A Medtronic spokesperson told the StarTribune, “The company believes these individuals should not be discouraged from taking action that they believe is in the best interest of Medtronic and its shareholders.” By making these payments, Medtronic’s top leaders will be able to “focus on what is in the best interests of the company, and not on their personal finances.”

But wait a minute. Read that again while thinking of the corporate emphasis on leadership (sometimes even ethical leadership). This hardly paints a picture of transformational, purposeful, role-model leaders, and even less so of ethical leaders. Worried about their personal finances? The CEO made over $8 million last year. Are these “brightest leaders” so easily led astray by their own paydays? Shouldn't transformational leaders be able to rise above their narrow self-interest? With or without an ethical duty to do so?

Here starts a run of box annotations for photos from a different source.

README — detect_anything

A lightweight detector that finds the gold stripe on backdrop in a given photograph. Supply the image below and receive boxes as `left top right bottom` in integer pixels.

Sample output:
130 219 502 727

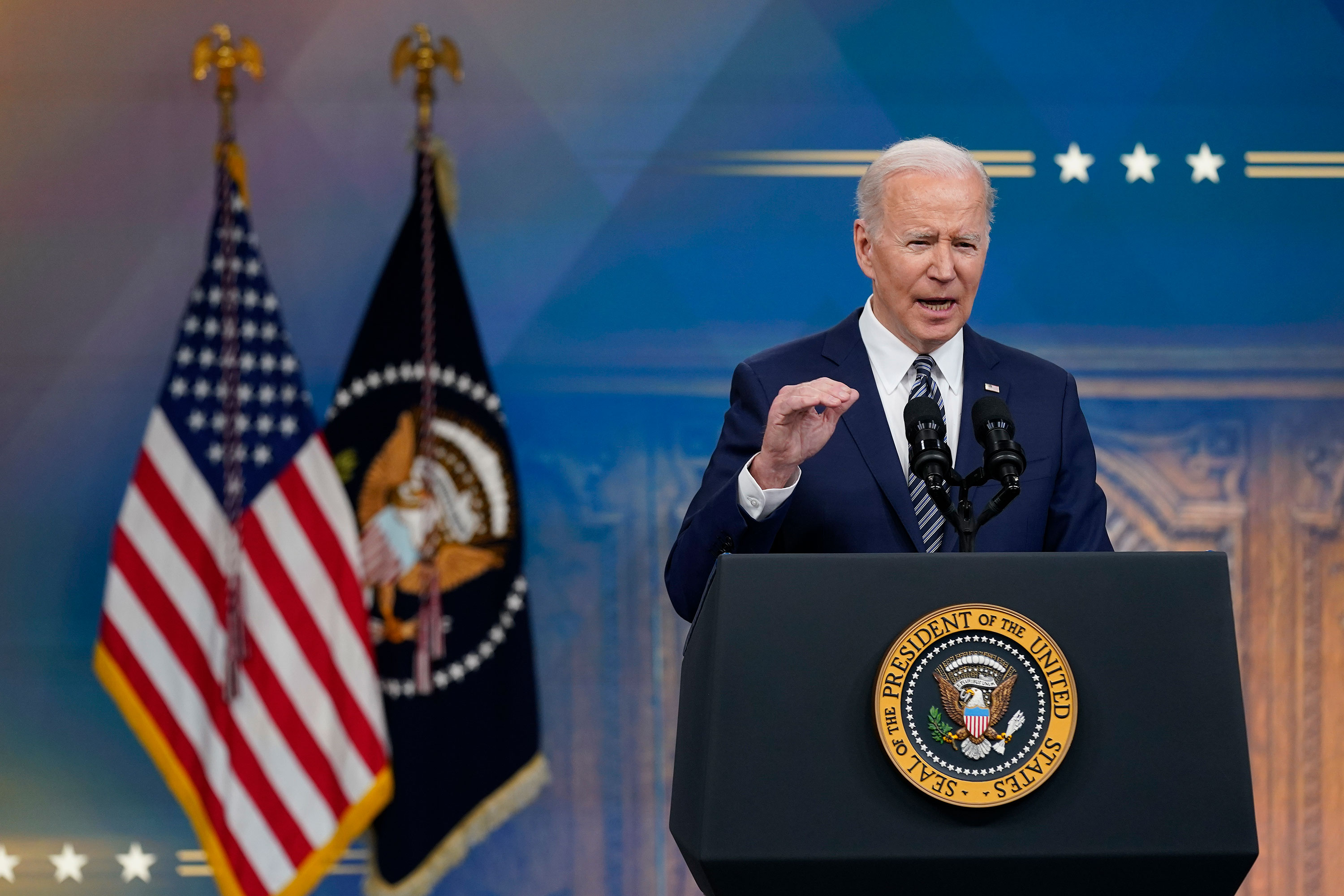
696 149 1036 177
1078 376 1344 401
1246 152 1344 165
1246 166 1344 177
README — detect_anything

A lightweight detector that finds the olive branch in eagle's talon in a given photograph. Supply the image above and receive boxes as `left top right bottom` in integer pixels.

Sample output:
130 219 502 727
929 706 957 744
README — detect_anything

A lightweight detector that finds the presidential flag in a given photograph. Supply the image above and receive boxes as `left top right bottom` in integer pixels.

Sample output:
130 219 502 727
327 152 548 896
94 152 391 896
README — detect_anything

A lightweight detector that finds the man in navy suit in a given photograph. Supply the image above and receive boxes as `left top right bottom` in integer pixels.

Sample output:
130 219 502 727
665 137 1111 619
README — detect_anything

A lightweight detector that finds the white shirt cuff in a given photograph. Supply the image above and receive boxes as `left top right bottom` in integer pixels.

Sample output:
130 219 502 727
738 454 802 521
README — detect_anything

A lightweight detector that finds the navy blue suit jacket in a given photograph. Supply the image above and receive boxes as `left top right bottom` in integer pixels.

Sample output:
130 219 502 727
664 309 1113 619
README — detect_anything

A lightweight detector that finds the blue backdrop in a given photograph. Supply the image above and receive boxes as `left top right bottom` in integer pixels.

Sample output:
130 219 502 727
0 0 1344 896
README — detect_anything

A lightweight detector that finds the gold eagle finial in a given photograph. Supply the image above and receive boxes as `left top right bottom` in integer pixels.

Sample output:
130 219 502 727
392 24 462 134
191 24 266 144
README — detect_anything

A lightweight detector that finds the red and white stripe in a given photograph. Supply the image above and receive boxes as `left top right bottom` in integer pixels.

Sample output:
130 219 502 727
101 409 388 896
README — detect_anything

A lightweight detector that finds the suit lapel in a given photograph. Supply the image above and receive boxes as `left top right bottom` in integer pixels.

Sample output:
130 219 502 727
943 327 1011 551
821 315 923 545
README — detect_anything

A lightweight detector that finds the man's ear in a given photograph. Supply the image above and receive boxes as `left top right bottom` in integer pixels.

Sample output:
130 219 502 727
853 218 874 280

Or has the culture of executive pay become so obscene that it fuels its own fire? Indeed, research in behavioral economics has shown that financial incentives can crowd out intrinsic motivators. So maybe it’s true that personal finances trump deeper leadership qualities when executive pay is so high. But adding more fuel to the fire doesn’t seem like the answer. If companies truly believe their own rhetoric about leadership, it’s time to reign in executive compensation, open up corporate governance, share the wealth more fairly, and demand that corporate executives truly be leaders.

Happy Labor Day.

A column appeared in yesterday's StarTribune with the headline "Medtronic had no choice but to cover the excise tax." I disagree. If someone wants to argue that the payments are justfied because they serve some purpose, then that's fine. But Medtronic certainly has a choice. Now why does the column think that these payments are a good choice? An alternative way to avoid this extra tax is to allow the executives to exercise their options early. But according to Medtronic, this would “undercut Medtronic’s compensation philosophy of ensuring that executive officers hold long-term, performance based compensation." And the columnist then writes, "the next problem would have come the morning after closing, when the CEO and nine other executives came to work without any stock options." This brings me right back to the point of my initial post: Should we call someone a leader if they require millions in stock incentives to look beyond their own self-interest? Shouldn't a true leader be able to lead even in the absence of such strong (some might say, obscene) incentives? And what kind of culture have we created such that these incentives are not only acceptable, but are seen as essential?